So I pass through the bar room, checking out the clientele. I stay in back as much as possible because Shorty could get screwed for letting me handle alcohol. But I have to leave the kitchen to get to the cellar, so I squeeze through the crowd and cut behind the bar.
You have to watch your head as you walk up the creaky wooden steps with the beer. Bobbi spots me and smiles. “They cold?” she asks.
“Yeah.”
Bobbi is about twenty-five and built, and she tends bar with Shorty on weekends. She takes one of the Molsons from the case and sets it on the bar in front of a landscaper named Chris, a beefy guy with curly blond hair in a Lynyrd Skynyrd T-shirt. He’s married, but spends most of his nights on this bar stool. Bobbi smiles and sticks her tongue between her teeth as she opens the bottle.
“Dee-licious,” Chris says as Bobbi pours it into a glass.
“You haven’t tasted it yet,” she says.
“I don’t mean the beer,” he says, winking at her.
Bobbi is every guy’s fantasy in here and she knows how to flirt just enough to keep them interested. I watch her for a few minutes, drawing beers, smiling when they make their lame jokes about taking her home. You have to just about shout to be heard above the band, and above everybody else who’s shouting, too.
Shorty catches my eye and motions with his head for me to get out of sight. I nod. I go.
The first time I entered Shorty’s Bar was Labor Day weekend, almost two months ago. Me and my dad had reached a stalemate—I wasn’t going to California and my father definitely was.
We’d been through this every night for about two months. My father had a “job offer” out in Los Angeles that he couldn’t pass up. The job was managing the breakfast shift at a Denny’s—with a promotion soon if it works out. Mostly he just needed to get away from here.

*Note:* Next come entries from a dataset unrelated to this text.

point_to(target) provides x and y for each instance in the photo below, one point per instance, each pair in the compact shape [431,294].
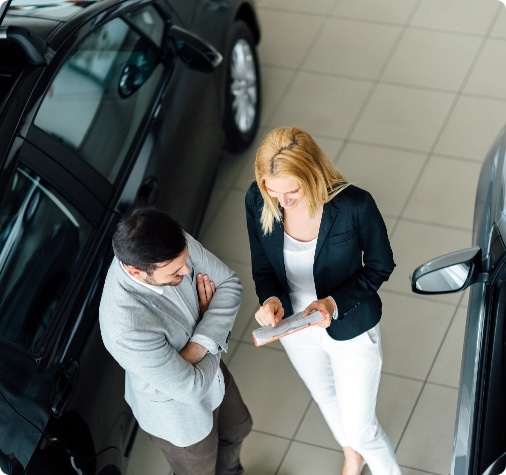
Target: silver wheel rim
[244,86]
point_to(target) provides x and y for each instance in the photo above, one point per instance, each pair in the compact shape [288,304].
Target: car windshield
[41,237]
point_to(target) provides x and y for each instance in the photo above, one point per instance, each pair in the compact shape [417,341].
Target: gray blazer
[144,331]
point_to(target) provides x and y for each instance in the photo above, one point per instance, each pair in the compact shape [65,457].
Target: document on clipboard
[291,324]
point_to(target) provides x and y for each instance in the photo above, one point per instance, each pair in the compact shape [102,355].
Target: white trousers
[343,379]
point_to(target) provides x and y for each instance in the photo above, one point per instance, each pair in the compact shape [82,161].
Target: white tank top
[299,260]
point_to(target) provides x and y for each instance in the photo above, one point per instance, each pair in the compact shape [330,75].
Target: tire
[242,94]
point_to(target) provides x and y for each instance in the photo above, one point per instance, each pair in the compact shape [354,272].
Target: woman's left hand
[326,306]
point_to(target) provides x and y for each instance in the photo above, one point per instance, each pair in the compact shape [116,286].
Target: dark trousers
[218,453]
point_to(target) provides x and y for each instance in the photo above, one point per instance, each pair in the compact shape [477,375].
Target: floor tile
[308,6]
[403,117]
[413,330]
[262,454]
[378,170]
[303,459]
[352,48]
[446,370]
[472,128]
[499,29]
[281,47]
[445,193]
[390,11]
[145,454]
[427,443]
[465,16]
[483,79]
[396,399]
[272,390]
[432,59]
[321,104]
[275,82]
[228,238]
[315,431]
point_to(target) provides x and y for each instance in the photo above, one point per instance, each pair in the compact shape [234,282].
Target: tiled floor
[405,96]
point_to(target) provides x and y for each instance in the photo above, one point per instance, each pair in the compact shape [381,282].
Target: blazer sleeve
[217,321]
[377,260]
[148,357]
[267,282]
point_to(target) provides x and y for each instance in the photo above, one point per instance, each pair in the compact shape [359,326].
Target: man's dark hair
[147,237]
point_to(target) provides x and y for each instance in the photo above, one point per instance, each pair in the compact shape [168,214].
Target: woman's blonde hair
[291,152]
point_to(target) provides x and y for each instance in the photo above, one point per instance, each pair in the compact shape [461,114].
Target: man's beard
[174,283]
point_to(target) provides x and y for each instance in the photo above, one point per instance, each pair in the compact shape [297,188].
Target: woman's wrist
[335,314]
[271,297]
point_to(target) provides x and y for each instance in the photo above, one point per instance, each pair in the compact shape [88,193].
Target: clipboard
[293,323]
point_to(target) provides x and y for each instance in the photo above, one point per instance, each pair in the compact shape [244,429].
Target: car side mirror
[449,273]
[193,51]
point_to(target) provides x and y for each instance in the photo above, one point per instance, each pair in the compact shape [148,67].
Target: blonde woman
[319,242]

I’ll get into that later. The abbreviated version is that, realistically, I have one season of basketball left and this is the only town I can use it in. No way I walk into a school in L.A. as a scrawny white senior and make the team. So we compromised. I’d rent this room from Shorty DiGiorgio—the only guy around with any use for my father—and Shorty would watch out for me like a hired uncle or something. Then in June I’d pack up and join my dad out west.
Shorty stuck to the watch-out-for-Jay deal for about two days. Since then, I’m pretty much doing whatever I want to.
Shorty is a man who does not give a shit. He rakes in money from this bar and from taking bets on sporting events. He liked my father because he was a major contributor to both sources of income.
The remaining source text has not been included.